I understand the trade-off is that the re-sharpenable kind will be made of softer steel and so will need to be sharpened several times in the lifetime of one "disposable" saw.
Revise "several times" to "many times". You can sharpen a resharpenable saw as needed for years, decades even, depending entirely on the use to which it is put.
Figure 50 resharpens at minimum and quite likely a lot more if you adopt the little and often practice rather than waiting for the teeth to be quite blunt and then doing a full resharpen.
For me, one of the deciding factors in whether that trade-off is worth it is how difficult the re-sharpening process is.
It's doable, and for most handtool woodworkers shouldn't pose too great a challenge once you commit yourself to doing it (the hard part is starting out). And we are lucky now to live in the Internet age where you can watch and listen to many experienced saw sharpeners doing the work on video and not just have to try to pick it up from books.

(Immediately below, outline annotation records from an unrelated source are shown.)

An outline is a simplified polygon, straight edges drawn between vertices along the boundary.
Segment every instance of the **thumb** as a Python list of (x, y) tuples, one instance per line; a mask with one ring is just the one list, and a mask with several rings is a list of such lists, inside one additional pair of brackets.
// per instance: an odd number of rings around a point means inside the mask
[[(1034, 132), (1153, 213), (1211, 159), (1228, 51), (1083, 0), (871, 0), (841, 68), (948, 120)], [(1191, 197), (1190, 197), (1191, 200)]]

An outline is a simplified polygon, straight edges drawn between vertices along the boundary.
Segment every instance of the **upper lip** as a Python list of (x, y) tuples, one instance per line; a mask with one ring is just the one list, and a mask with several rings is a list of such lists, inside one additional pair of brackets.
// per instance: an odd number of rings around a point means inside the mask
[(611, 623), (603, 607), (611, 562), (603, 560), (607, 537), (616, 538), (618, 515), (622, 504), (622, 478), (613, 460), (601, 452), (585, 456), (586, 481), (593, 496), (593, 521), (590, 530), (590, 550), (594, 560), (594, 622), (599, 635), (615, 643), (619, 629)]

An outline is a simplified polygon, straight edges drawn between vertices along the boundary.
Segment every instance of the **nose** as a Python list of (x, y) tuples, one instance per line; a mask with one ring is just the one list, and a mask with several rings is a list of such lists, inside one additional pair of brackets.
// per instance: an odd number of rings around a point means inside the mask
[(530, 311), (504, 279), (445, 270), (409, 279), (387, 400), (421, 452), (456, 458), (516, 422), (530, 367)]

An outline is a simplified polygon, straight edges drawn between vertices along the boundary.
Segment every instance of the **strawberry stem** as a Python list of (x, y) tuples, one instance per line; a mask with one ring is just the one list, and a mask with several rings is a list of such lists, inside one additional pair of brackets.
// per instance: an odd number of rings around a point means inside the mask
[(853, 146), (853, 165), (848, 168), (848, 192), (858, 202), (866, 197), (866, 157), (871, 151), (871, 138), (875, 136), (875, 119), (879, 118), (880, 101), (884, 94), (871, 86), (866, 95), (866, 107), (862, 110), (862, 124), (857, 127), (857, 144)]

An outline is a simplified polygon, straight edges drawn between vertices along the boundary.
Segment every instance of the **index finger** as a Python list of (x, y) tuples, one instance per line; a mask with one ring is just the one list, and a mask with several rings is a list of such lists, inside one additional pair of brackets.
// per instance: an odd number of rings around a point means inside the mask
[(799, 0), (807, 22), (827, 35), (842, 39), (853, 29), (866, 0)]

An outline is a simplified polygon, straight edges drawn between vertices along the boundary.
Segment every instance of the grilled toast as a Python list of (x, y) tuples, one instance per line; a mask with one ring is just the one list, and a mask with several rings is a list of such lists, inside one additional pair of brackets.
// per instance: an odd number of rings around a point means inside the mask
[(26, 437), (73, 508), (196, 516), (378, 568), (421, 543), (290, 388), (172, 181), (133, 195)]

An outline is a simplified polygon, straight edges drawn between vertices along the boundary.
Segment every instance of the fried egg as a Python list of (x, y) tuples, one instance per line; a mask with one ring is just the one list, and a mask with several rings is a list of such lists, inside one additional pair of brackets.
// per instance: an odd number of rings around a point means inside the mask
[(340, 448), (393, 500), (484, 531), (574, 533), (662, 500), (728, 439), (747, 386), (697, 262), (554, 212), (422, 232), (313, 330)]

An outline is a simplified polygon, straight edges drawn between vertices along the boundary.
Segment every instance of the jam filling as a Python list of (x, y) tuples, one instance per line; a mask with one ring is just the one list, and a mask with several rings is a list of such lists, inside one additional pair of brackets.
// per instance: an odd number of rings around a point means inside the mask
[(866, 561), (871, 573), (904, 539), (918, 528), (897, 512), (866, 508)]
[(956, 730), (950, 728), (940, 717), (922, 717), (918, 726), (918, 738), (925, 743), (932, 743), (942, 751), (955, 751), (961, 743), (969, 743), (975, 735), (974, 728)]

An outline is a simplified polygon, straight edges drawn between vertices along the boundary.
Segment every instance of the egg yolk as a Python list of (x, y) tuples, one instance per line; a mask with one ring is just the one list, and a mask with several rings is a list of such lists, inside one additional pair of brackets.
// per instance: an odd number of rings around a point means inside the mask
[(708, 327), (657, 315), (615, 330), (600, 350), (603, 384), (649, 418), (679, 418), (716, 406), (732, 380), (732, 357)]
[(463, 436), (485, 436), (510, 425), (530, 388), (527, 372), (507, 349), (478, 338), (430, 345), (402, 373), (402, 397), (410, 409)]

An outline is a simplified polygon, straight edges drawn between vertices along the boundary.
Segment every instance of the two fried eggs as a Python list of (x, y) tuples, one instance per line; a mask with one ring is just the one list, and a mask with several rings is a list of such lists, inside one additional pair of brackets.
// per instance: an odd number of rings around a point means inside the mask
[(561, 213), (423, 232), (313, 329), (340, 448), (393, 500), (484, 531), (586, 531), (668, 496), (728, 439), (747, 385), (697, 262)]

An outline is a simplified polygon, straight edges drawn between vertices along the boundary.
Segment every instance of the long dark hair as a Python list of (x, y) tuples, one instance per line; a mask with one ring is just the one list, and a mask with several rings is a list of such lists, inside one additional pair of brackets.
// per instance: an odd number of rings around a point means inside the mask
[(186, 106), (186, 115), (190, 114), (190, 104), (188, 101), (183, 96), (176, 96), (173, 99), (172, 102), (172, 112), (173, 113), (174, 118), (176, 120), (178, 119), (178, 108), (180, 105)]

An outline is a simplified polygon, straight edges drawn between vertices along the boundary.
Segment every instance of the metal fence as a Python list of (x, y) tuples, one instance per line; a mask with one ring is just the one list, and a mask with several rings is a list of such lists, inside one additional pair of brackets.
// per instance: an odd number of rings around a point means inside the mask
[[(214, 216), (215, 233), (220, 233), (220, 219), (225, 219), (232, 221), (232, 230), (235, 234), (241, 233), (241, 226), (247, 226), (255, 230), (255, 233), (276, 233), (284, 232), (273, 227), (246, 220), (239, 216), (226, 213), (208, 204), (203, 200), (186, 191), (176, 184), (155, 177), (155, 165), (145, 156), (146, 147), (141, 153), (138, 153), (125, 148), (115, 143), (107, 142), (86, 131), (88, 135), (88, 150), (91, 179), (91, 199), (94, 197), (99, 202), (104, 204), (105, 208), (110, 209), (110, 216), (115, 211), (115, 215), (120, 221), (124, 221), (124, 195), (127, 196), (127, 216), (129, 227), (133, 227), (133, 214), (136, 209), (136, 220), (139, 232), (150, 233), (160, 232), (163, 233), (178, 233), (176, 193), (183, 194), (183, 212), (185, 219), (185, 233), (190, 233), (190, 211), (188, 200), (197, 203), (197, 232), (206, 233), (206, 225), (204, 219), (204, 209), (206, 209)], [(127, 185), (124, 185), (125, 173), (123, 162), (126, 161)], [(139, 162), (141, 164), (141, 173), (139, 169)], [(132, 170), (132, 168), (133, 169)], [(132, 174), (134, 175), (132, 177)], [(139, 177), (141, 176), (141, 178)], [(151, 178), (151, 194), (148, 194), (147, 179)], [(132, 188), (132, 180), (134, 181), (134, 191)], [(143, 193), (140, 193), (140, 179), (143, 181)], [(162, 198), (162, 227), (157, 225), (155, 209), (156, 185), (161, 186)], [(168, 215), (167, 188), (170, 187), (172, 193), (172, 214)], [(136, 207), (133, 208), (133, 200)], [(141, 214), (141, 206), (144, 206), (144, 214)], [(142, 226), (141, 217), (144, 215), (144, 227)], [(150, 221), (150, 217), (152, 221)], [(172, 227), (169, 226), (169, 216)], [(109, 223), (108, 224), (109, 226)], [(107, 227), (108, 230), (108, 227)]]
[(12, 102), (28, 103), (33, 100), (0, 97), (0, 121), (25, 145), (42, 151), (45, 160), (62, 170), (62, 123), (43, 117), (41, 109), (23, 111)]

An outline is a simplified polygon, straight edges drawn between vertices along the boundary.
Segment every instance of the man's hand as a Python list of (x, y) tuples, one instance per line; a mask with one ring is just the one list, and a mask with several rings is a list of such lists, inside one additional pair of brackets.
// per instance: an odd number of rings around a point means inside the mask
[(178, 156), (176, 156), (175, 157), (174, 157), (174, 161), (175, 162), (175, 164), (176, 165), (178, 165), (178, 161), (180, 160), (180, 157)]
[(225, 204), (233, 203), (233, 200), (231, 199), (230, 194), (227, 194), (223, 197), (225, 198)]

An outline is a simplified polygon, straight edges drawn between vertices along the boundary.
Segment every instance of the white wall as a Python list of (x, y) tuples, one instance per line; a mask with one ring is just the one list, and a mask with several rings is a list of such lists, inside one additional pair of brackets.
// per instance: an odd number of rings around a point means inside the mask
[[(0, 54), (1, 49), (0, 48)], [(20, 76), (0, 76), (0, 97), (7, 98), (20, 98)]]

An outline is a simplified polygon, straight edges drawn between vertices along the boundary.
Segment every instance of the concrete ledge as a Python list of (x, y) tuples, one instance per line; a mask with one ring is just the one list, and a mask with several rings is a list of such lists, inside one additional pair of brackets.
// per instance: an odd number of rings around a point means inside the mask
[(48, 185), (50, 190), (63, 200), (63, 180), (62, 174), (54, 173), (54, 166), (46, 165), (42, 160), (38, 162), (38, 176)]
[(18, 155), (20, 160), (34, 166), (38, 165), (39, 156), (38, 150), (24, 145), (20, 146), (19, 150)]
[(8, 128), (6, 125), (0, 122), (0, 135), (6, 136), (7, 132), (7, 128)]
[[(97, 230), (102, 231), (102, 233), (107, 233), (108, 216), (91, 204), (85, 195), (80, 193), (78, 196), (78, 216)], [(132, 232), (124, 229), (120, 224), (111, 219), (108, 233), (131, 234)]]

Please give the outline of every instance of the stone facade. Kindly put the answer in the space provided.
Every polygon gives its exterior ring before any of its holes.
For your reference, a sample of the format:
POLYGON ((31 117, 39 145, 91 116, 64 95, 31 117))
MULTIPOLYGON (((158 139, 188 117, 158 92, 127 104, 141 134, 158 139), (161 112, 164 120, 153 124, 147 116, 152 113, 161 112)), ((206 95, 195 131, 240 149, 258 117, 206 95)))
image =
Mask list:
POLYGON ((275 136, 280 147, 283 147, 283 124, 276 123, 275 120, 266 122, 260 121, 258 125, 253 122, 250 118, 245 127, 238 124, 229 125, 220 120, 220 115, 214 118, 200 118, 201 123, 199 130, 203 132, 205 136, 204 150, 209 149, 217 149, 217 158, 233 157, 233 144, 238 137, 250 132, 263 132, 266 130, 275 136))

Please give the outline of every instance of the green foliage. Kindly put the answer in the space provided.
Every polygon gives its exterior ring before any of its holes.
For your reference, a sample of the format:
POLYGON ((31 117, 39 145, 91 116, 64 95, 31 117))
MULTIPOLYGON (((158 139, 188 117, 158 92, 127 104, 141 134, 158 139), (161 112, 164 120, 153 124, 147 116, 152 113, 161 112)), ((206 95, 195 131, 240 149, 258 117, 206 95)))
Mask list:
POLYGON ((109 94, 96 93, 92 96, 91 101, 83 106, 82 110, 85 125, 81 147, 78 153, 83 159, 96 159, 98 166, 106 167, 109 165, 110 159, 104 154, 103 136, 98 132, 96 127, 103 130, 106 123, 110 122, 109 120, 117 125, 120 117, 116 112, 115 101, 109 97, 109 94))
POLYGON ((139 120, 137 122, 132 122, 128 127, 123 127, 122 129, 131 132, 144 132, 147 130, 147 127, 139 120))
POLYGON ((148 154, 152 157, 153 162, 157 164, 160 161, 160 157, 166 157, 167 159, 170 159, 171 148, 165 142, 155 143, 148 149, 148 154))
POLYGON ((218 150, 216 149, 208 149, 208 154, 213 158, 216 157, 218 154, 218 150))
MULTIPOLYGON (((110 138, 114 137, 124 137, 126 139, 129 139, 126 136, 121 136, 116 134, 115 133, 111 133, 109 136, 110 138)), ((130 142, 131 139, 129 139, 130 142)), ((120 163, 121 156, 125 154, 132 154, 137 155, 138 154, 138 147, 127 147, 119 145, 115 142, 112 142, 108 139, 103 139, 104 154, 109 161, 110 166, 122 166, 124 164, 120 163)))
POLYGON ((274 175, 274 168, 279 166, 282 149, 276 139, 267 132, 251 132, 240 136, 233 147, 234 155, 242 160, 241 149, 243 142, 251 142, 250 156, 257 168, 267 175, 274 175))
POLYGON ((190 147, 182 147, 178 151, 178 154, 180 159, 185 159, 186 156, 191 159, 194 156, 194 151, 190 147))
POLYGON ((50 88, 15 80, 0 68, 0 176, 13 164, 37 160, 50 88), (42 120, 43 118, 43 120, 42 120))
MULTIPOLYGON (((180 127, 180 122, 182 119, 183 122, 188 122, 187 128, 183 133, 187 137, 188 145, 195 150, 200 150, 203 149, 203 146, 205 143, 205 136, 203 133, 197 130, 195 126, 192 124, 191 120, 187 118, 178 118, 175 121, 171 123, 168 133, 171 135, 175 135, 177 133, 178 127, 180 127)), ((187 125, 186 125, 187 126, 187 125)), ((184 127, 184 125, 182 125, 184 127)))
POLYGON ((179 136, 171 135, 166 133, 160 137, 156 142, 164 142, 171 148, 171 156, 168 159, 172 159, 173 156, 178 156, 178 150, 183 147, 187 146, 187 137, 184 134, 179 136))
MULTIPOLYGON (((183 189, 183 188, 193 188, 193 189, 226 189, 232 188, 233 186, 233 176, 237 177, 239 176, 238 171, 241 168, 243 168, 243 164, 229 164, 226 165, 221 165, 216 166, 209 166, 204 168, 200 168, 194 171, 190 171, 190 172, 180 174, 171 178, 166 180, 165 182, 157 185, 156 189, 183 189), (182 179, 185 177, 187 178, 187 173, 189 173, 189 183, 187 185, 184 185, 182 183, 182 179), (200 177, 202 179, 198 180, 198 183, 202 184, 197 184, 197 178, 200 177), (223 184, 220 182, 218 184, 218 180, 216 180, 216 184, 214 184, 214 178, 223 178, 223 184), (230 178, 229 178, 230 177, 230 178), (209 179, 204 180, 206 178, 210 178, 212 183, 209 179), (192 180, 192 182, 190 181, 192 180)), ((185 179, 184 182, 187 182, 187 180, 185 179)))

That's not to say you can't learn how from books, it's not inherently a complicated process. It's just physically a little challenging, but there are tips and aids that can help with all aspects of it, including teeth spacing and holding a consistent filing angle.
I'd say it's within the grasp of nearly anyone to sharpen a panel saw with rip teeth, most people to sharpen the same saw crosscut. The challenge comes with smaller teeth and the smaller they are the harder it becomes, purely because of the scale of the work.
You will of course need some sort of saw vice if you want to do this, although you can make up something quickly with two boards held in a vice it's better to have a purpose-made tool, whether bought or made. A saw vice raises the work to a more comfortable working height* and is quicker and easier to adjust for longer saws as you work your along the length of the blade in stages.
*If you use two boards in a vice you should definitely sit on a low chair or stool when filing to bring your eyes more in line with the saw file (helps with accuracy and your back will thank you).
As it's the usual hardpoint type, I have read that it can't be re-sharpened, so I have to buy a new one.
This perception is not entirely accurate.
You can, in theory at least, sharpen hardened teeth but because they're so hard there's a risk of fractures or breaking off of tips or whole teeth. However with the right setup (e.g. the right grinding head on an angle grinder) you can buzz away all the hardened teeth and then work with the steel behind them, just as though you were re-toothing a normal saw (this is quite commonly done on old saws if the existing tooth line is heavily damaged by rust, or so irregular from many inept sharpenings that the teeth are unsalvageable).